Ein neuer Trend erobert den deutschen Trading-Markt: Die Rede ist von Volumentrading, Volume Profiling und Orderflow-Trading. Doch was hat es mit dieser neuen Form der Marktanalyse auf sich? Mehr dazu in diesem Artikel.
Seit ein paar Jahren geistert ein neuer Trend durch die deutsche YouTube-Trading-Coaches-Fraktion und wird dabei natürlich von vielen als „neuer Heiliger Gral“ ausgegeben. Nichts ist einfacher, als in einer Branche, in der standardmäßig 90% aller Teilnehmer zu den enttäuschten Verlierern gehören, einen neuen Trend zu etablieren, der auf einen Schlag alle Probleme lösen soll. Doch bleiben wir mal eine Minute bei der Realität: Volume Profiling, Orderbuch und Footprint-Charts sind richtig gute Hilfsmittel für den aktiven Daytrader, doch weit entfernt davon, der lang ersehnte „Heilige Gral“ zu sein. Die Wahrheit ist: Mit Volume Profiling lassen sich Einstiege viel besser timen und Stops enger setzen.
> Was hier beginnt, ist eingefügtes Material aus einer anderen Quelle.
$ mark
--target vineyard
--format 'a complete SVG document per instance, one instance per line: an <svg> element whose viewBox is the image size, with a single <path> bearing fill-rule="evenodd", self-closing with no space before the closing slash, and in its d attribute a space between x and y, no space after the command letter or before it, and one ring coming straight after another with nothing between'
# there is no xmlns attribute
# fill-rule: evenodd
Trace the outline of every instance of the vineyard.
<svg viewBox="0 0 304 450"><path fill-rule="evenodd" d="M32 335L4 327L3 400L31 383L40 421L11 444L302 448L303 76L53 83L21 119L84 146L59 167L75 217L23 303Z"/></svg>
Doch ohne ein entsprechendes Risiko-Management, Geldmanagement und die erforderlicher Disziplin wird man mit dem Volumentrading genauso Schiffbruch erleiden wie mit jeder anderen Handelsart. Dabei hat jedoch das Volumentrading schon von seiner Konzeption her einen großen Vorteil gegenüber vielen anderen Handelsarten: Der Einstieg in einen Trade erfolgt im Gegensatz zu anderen verbeitetenTrading-Stilen optimiert an einem Volumen-Cluster und erlaubt das Setzen von engen Stops, sodass ein Totalverlust, sofern man das Konto nicht total überhebelt, so gut wie ausgeschlossen ist.
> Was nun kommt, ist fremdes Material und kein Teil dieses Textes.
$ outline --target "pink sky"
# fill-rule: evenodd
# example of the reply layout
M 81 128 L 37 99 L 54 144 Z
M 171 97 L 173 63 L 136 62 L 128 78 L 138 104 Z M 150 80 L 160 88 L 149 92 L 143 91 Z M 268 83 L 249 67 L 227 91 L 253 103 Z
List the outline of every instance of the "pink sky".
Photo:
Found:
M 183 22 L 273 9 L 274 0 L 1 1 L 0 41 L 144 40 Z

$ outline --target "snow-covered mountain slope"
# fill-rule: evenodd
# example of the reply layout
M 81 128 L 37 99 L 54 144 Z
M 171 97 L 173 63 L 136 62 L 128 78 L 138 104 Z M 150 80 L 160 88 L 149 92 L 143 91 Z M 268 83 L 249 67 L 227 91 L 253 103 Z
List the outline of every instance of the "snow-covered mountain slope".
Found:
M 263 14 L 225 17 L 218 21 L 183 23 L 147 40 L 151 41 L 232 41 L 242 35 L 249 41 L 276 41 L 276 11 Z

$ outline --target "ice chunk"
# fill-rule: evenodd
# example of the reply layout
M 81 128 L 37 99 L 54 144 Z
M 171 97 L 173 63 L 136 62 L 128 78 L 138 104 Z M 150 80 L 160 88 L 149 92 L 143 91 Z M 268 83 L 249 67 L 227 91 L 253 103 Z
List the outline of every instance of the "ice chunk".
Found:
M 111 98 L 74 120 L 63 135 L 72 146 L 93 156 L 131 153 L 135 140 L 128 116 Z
Volume Profile: Grundlagen und Aufbau
Viele Trader und Anleger kennen den klassischen vertikalen Volumen-Indikator auf der unteren Zeitachse eines Charts aus Analysen und Zeitschriften. Große Volumenspikes deuten hier auf ein reges Kauf- oder Verkaufs-Interesse hin. Eine Bewegung mit viel Volumen hat dabei für den Chart mehr Relevanz als eine Bewegung mit dünnem Volumen, die vielleicht nur aufgrund mangelnder Liqudidität und einen sogenannten „Fat Finger“ eines einzenlnen Marktteilnehmers ausgelöst wurde.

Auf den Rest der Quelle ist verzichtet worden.